La production de pétrole a commencé à se redresser l’année dernière. Pourtant le nombre de travailleurs sur les plateformes pétrolières n’a pas augmenté. Pourquoi ? Les nouvelles technologies ont automatisé une grande partie du travail. Maintenant, seulement cinq trépans effectuent un travail équivalent à 20 trépans d’il y a quelques années.
Le personnel des plateformes pétrolières était bien payé. C’est pourquoi leurs propriétaires sont si désireux de le remplacer. Les machines ne vous poursuivent pas en justice lorsqu’elles se cassent une jambe, elles ne fument pas pendant les heures de travail. Elles ne passent pas le samedi et le dimanche en famille.
Mais comme les machines remplacent les emplois bien rémunérés, les travailleurs autrefois bien payés ne peuvent que se retrouver au bas de l’échelle des salaires. Cela explique également pourquoi la seule véritable croissance d’emploi est survenue dans le secteur des services – là où barmen et voituriers occupent des emplois peu qualifiés et faiblement rémunérés.
Des robots nous ouvriront la porte du paradis
Les gens sont forcés d’accepter des emplois qui ne peuvent être occupés par des robots. On s’attend à ce que le nombre de robots utilisés comme main-d’oeuvre quadruple d’ici à 2025. D’après une estimation largement diffusée, la moitié des emplois existants disparaîtront d’ici à 2030.
Ensuite, des robots plus intelligents que nous, nous assisteront dans tous les domaines de nos vies. Ils nous diront comment nous brosser les dents et pour qui voter. Ils corrigeront notre grammaire, diagnostiqueront les pannes de nos voitures… ils nous conseillerons des remèdes pour nos démangeaisons de peau. Ils sortiront nos poubelles, prépareront un ragoût avec de la mousse d’arbre… et nous ouvriront les portes du paradis.
Récemment, au Conseil des Relations Internationales, on a posé la question suivante à Daniel Kahneman : quelles sont les perspectives d’avenir ? Ces ordinateurs super intelligents nous garderont ils comme animaux de compagnie ?
« Bon, vous savez, certains économistes disent que nous sommes déjà passés par là. Les changements technologiques ne causent pas vraiment de chômage. Les pessimistes – et j’en suis un – ont tendance à croire que cette fois, c’est différent. Je pense que beaucoup de gens pensent que c’est différent en raison de la rapidité et du type de changements sociaux qui vont se produire, quand on créera ce que Yuval Harari* appelle des gens superflus, qui n’auront vraiment plus rien à faire.
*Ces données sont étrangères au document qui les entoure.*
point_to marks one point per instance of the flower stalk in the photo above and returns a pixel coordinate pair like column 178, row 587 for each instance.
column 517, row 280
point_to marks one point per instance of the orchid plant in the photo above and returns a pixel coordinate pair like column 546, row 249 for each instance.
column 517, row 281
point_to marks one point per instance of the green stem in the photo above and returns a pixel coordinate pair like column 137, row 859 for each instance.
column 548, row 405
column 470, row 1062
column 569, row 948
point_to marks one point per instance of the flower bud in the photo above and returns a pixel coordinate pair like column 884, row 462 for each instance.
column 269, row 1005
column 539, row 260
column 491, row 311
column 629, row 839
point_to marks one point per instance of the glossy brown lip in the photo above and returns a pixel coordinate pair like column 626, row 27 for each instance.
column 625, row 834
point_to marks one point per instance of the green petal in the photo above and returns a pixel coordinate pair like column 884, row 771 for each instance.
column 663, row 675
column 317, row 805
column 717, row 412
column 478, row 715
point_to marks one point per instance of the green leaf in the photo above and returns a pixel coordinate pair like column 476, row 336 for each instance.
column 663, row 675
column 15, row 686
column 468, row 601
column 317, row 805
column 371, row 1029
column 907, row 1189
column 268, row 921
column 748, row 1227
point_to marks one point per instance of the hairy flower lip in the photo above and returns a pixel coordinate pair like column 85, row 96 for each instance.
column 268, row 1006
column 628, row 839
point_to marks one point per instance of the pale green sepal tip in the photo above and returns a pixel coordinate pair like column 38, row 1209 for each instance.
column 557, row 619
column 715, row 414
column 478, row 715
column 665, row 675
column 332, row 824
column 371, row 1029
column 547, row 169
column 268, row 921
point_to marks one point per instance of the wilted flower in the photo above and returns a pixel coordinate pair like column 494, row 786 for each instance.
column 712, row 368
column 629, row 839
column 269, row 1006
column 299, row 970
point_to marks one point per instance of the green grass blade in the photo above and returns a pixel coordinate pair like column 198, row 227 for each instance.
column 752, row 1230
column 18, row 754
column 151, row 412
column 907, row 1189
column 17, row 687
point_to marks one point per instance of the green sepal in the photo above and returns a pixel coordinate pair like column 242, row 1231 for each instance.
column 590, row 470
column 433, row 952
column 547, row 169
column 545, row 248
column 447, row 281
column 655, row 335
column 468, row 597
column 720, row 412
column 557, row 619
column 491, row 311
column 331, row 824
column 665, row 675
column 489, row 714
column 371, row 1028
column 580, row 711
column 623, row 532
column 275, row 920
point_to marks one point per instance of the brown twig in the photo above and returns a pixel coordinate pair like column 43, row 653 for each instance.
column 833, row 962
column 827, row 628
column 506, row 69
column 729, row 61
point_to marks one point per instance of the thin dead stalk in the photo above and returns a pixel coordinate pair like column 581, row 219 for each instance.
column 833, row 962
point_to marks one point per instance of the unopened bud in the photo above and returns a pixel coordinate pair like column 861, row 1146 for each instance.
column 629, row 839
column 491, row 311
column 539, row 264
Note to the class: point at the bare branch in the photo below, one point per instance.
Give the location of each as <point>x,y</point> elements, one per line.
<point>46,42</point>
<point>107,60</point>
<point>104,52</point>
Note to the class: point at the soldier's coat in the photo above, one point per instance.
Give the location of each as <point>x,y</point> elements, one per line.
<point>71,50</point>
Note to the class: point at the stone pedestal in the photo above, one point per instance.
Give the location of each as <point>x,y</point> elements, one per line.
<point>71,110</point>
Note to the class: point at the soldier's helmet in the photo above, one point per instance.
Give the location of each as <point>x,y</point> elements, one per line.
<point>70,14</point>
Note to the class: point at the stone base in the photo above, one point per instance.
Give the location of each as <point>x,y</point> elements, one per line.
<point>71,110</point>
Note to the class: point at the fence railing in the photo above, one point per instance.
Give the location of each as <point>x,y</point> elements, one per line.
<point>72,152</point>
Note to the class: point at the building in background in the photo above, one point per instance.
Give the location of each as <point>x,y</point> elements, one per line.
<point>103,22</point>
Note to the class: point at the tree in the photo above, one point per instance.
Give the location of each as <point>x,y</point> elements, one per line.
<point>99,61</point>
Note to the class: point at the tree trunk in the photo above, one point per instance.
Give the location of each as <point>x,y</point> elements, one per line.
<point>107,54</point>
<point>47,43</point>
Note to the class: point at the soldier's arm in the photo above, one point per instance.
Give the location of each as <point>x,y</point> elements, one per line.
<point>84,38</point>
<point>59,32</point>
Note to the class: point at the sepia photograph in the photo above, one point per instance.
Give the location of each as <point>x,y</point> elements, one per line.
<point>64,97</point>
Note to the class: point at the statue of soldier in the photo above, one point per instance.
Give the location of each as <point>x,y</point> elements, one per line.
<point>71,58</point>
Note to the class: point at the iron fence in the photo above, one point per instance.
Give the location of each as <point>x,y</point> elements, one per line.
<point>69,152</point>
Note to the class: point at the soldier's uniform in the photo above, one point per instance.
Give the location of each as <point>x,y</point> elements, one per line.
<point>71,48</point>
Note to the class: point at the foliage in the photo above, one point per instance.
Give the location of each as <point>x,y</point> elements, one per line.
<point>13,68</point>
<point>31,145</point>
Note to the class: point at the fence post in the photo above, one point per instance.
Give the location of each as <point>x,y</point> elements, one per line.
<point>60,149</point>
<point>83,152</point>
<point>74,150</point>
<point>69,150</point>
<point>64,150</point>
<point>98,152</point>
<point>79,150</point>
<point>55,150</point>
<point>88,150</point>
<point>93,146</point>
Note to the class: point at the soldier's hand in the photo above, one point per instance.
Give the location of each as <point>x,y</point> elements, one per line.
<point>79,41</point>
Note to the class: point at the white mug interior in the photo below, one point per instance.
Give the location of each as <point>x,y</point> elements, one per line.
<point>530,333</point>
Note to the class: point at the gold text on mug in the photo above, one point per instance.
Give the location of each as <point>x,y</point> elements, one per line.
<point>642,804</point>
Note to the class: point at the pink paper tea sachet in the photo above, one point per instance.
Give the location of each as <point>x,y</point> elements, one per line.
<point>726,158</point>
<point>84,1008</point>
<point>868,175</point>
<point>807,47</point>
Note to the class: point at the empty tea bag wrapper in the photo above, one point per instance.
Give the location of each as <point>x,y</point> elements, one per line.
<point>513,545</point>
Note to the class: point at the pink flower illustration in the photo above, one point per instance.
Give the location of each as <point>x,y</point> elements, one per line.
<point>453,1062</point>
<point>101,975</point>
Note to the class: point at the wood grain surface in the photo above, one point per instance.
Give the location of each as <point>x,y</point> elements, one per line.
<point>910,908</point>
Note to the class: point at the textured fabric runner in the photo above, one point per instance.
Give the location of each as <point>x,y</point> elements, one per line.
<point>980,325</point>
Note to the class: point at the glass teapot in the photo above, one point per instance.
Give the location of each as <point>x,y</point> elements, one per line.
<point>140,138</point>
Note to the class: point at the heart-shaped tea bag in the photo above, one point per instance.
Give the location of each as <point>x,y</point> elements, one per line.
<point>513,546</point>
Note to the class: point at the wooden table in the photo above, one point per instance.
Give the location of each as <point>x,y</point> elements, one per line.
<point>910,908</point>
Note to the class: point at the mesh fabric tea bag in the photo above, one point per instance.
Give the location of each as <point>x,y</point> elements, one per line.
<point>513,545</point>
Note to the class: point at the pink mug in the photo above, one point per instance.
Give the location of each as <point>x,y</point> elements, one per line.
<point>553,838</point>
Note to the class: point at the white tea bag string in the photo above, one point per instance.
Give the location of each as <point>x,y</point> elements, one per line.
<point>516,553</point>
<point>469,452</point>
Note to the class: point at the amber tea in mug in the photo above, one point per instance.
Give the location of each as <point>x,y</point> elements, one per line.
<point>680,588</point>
Cela pourrait arriver au cours des prochaines décennies et cela va changer le monde dans une proportion inimaginable. Cela ne tiendra pas à une seule chose. Il suffit d’un ensemble d’avancées localisées. Comme celles qui sont en train de se produire : les voitures autonomes n’en sont qu’un exemple.«
A La Chronique Agora, nous ne sommes ni inquiets ni curieux. Premièrement, tous les hommes sont superflus et l’ont toujours été. Nous nous fabriquons notre propre travail. Il ne nous est pas donné par l’économie ou par le gouvernement.
Deuxièmement, nous soupçonnons que la promesse de l’intelligence artificielle est en grande partie absurde. Les machines peuvent apprendre à faire des tâches simples – comme conduire un camion. Oui, et vous ferez probablement en sorte que l’une d’elle passe l’aspirateur chez vous.
La belle affaire…
Plus de robots mais plus de demande pour le « fait main »
Oui, des machines seront capables d’écrire des articles stupides pour des journalistes paresseux… et de faire des calculs intelligents pour des ingénieurs. Et alors ? Au 19e siècle, les machines ont remplacé les hommes pour effectuer des tâches routinières. Les gens se sont inquiétés et lamentés lorsque l’automobile a supprimé la nécessité de ramasser le crottin de cheval. Mais plus les robots ont été capables de faire quelque chose, plus les gens ont réclamé des choses « fabriquées à la main ». A présent, plus les machines seront capables, plus les humains voudront ce dont elles sont incapables.
Dans un monde peuplé de voitures autonomes, nous serons follement tenaillés par le désir de prendre nous-mêmes le contrôle du volant. Lorsque nous aurons tous des robots-valets garantissant que notre cravate est bien coordonnée à notre costume, nous trouverons toujours le moyen d’associer des couleurs si infâmes et choquantes que les machines grilleront leurs fusibles et refuseront de travailler pour nous.
Le monde d’aujourd’hui ne manque pas de puissance de calcul, qu’elle soit naturelle ou artificielle. Il y a des tonnes de gens intelligents. Davantage de doctorats, plus de brevets, plus de groupe de réflexion… Plus de cellules grises que jamais s’appliquent à déceler les défis cruciaux de notre époque.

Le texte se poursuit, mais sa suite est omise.